From halfway across the parking lot, the cheering and clacking of field hockey sticks is distinctly audible. Atop a plateau of vivid green grass, Andover’s varsity girls field hockey team are blurry due to the speed at which they run through their demanding drills. Despite the brisk autumn air and constant rigorous training, not a single girl emits a vibe of unhappiness; concentration, yes, but never anything less than the determination it takes to improve.

The 2014 varsity field hockey team is young but talented. (Courtesy Photo)

But unlike the average Andover High football game, some of the only constant attendees of the varsity girls field hockey games are parents. These middle-aged fans do, however, have a lot to cheer about; the team has only lost one game the entire season, and have let in an extremely small amount of goals

The success of this season has been considered fairly surprising by many since the previous season concluded with a bittersweet farewell to many talented seniors, leaving the girls varsity team with one of the youngest teams they’ve had to date; the varsity team even includes two freshman, a rarity. Despite this, Ms. Noone, the coach, has done an incredible job with the team. The team has managed to be successful by utilizing the different skills that each player has to offer, and also by using hard work to accomplish their goals. Similar to baking a cake, the ingredients, or in this case players, are useful on their own, but once combined and put under some heat, they combine to create something fantastic.

Noone said, “We have a really special group of kids blending during practices and games, continually surprising us with their skills and work ethic.  This group has surpassed our expectations already.”
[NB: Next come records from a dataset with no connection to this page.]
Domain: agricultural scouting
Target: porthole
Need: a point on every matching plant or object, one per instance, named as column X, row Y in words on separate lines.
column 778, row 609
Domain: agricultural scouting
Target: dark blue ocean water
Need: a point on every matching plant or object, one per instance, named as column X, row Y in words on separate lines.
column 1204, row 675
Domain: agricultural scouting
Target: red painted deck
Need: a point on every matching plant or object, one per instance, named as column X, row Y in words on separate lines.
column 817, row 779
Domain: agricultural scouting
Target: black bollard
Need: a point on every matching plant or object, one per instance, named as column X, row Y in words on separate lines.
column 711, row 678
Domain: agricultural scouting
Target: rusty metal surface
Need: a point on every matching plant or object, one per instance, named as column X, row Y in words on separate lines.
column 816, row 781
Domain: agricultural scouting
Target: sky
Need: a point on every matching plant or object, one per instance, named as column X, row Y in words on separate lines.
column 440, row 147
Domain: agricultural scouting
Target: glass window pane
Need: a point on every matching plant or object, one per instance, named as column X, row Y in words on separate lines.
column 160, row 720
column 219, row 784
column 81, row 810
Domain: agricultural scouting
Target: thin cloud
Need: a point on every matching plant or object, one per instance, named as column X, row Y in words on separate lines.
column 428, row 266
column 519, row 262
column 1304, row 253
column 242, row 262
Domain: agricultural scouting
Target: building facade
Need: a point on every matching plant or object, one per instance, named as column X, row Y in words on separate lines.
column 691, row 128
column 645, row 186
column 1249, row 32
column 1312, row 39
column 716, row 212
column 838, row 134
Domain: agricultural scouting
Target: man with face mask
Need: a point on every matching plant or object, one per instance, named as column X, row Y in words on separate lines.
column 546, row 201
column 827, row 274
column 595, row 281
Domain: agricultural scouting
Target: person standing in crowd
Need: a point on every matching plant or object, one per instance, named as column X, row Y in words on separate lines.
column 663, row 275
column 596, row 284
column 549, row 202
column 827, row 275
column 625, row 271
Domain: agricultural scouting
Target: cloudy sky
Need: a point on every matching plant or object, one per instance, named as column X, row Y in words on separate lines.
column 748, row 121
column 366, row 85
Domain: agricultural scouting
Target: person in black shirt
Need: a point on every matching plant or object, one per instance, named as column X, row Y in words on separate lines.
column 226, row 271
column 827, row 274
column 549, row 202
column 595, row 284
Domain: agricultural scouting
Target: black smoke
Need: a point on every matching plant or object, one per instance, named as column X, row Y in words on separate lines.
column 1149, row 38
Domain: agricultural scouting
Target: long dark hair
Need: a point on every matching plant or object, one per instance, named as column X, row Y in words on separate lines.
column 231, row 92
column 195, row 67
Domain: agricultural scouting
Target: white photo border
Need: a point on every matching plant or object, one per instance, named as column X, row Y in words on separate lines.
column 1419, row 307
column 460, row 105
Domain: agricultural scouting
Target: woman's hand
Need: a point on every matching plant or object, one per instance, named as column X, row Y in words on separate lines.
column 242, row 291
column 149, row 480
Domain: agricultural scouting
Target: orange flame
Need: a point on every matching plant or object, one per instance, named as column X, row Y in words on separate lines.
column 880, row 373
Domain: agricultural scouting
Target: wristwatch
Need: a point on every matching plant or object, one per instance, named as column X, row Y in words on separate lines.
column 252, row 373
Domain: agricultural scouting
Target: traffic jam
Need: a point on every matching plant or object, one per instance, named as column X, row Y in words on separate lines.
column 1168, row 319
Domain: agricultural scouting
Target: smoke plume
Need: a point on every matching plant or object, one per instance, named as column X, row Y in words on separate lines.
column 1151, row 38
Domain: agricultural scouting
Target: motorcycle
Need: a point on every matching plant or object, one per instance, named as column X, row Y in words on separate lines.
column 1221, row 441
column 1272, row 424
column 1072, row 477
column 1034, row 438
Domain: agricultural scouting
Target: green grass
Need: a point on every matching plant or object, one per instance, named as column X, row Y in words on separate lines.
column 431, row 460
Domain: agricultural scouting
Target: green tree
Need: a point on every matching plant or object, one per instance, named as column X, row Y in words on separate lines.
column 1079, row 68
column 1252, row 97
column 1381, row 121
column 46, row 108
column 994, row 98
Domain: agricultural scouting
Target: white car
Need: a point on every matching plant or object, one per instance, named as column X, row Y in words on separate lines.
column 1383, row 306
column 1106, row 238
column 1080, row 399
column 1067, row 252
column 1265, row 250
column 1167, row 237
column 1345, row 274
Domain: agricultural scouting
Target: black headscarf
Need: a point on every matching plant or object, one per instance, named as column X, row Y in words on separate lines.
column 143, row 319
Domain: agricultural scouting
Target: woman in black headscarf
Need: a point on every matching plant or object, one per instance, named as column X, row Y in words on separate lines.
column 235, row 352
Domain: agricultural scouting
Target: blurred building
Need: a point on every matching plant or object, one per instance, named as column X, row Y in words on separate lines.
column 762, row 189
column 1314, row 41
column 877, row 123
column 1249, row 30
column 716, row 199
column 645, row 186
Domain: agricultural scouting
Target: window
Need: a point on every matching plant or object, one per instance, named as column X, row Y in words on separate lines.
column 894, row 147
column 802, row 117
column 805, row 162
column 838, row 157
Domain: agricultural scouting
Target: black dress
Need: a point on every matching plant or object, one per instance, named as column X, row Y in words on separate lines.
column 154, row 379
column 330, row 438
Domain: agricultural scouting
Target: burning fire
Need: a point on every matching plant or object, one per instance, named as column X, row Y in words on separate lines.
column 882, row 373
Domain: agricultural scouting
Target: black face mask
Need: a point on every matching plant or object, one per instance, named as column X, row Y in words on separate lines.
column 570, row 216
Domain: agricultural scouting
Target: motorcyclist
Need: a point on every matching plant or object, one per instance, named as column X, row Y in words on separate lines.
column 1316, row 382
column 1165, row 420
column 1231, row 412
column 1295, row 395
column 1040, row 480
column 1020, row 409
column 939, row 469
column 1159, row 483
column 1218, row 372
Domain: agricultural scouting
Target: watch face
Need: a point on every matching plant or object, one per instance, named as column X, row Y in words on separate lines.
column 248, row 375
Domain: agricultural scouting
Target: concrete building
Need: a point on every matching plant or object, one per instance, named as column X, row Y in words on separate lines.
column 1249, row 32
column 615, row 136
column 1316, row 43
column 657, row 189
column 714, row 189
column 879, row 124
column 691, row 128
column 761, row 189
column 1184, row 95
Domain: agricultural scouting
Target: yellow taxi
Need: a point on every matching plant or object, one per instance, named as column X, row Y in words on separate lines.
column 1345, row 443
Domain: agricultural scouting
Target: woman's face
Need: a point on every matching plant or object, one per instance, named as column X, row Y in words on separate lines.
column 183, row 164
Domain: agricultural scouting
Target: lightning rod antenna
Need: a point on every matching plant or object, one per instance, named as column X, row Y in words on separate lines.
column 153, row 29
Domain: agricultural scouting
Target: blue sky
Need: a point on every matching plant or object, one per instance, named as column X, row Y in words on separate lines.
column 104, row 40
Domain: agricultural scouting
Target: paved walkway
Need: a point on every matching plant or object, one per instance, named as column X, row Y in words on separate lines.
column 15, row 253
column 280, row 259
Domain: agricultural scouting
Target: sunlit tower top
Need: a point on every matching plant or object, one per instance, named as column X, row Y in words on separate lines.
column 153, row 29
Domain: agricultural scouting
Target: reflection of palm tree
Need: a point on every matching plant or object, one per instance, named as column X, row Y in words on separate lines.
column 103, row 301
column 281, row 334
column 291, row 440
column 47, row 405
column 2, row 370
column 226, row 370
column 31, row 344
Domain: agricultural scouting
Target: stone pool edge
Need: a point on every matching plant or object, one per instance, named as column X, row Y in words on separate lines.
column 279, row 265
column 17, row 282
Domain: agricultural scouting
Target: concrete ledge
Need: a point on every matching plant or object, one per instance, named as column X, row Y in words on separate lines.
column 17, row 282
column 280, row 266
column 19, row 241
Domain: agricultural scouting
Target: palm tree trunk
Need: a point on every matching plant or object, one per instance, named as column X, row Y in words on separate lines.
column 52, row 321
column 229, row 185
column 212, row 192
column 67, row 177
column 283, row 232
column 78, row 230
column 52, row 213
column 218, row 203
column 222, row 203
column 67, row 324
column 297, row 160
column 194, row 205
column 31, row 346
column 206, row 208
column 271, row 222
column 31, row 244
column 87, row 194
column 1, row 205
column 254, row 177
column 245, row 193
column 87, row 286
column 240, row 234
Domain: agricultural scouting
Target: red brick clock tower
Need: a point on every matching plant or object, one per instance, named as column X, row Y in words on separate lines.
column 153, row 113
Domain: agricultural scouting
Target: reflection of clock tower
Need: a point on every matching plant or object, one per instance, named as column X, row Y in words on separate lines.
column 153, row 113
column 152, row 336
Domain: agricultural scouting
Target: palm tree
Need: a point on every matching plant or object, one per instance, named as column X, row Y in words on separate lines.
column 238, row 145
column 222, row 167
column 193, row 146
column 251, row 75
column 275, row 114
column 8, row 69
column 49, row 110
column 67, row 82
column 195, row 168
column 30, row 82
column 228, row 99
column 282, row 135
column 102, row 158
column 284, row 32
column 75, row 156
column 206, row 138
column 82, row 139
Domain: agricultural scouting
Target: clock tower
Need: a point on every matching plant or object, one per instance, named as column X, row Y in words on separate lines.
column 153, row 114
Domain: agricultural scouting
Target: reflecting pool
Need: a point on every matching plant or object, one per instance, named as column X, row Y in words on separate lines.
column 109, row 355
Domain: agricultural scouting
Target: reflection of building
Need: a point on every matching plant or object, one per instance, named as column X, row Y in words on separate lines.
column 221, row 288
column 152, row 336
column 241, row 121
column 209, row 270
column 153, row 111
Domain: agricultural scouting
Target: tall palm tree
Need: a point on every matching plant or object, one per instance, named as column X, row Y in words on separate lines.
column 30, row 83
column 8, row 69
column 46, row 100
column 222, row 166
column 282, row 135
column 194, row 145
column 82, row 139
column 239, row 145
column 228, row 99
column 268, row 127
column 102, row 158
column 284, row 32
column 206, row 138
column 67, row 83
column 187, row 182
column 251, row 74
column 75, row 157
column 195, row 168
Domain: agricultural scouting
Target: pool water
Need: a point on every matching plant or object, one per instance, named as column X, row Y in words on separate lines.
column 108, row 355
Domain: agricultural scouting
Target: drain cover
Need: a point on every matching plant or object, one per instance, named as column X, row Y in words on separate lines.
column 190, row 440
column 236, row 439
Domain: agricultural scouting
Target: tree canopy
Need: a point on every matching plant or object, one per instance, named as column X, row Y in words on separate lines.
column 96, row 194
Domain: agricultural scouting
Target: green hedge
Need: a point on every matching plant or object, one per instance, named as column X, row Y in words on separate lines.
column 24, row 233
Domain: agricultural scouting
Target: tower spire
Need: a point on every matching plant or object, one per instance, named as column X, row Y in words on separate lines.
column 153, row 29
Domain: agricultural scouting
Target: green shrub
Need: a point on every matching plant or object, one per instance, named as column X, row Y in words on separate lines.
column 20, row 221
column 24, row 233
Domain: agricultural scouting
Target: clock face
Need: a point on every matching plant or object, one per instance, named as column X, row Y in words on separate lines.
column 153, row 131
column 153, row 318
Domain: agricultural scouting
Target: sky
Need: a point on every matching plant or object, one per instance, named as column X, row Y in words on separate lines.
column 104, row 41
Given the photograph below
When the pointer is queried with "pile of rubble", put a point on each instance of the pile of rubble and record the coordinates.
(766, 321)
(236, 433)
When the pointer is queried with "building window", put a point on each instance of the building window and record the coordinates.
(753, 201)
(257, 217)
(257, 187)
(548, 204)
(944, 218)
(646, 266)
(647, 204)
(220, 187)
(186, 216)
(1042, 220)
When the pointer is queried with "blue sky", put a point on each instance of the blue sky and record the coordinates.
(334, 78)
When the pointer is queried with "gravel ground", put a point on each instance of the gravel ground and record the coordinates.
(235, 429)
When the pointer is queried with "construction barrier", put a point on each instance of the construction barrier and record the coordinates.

These victories have not come without challenges, however. Although the girls have only lost a single game, this is the product of hard work. The practices are not taxing to such an extent that players cannot perform at their best on game day; they are often described as vigorous by the team. One of the biggest challenges this season for the team is “the fact that we’re a very young team and not all of us are super experienced,” says Megan Hartnett, the team goalie. Noone also agrees that the loss of key seniors was an initial concern of this season’s team.  Despite this, the hard work invested in the group has already paid off.

Field hockey, or “fockey” as it is lovingly referred to by the majority of the girls who play the sport, takes a great deal of skill and endurance. During practices, players improve their foot skills, accuracy and speed. Coaches’ encouragement can be heard as loud as if they were using a megaphone, not only garnering the undivided attention of team members, but also any pedestrian that happens to walk by their practice session. Encouragement is not only heard on the field; the upperclassmen are known to provide effective motivation amongst themselves and for the underclassmen.

The senior leaders of the team are Emma Ingram, Anne Lyons, Georgina Christopous, Meghan Gemmell, Katherine Vieira, Jessica Leone, and Sara Faigel. The majority of them are multiple season athletes–meaning that their extremely successful last year of playing field hockey will not be the last sport they play at AHS. These girls are known for their constant encouragement to not only girls on the varsity team, but also to those on junior varsity and the freshman team.

A freshman on the varsity team, Emma Farnham, has had no trouble integrating with the team; at no point has she felt unwelcome nor has any condescension been aimed towards her. Farnham says, “You think they’re all going to judge you for being a freshman on the team, but they all treat me so well and it’s such a pleasure to be on the team.”

The warm welcome of younger students on the team truly creates a sense of community amongst the crew. By laying out a foundation of optimism and inclusiveness, the band of girls enabled themselves the opportunity of building a stable, constant family that will last the entire season and possibly for at least several seasons thereafter. Noone said that the girls have put a large amount of effort into “gelling as a team,” and this is a result.

This heightened team morale is produced by pasta dinners, spirit days, and pre-game rituals. According to Hartnett, Jessica Leone, team captain, has set the precedent that team members are expected to “go all-out” during spirit days, and the response has been tremendous. It’s no longer a surprise to see a group of giggling girls in matching costumes, whether they’re in all black or all pink, strutting down the halls with a certain confidence that’s only source is a supportive team and the knowledge that one belongs to a fantastic group.

Since their recent success, the team has had to reevaluate their goals. They have already emerged from the season as the victors  of their league, and now must prepare for the challenges ahead. Noone has revealed that they “have the desire to stay focused enough to treat each game as our last as we prepare for the tournament.  After scouting many other teams, I realize that we will need to play at our best from the first game.” As long as the girls play their best, they have an extremely good chance; they have let in only four goals this season, and scored an overwhelming amount that increases with each game.

Despite these confidence-boosting victories, the girls have not forgotten the most important aspect of team sports. Hartnett even said that one of their most effective strategies is that they always remember this: “It’s not all about one person, it’s about the team.”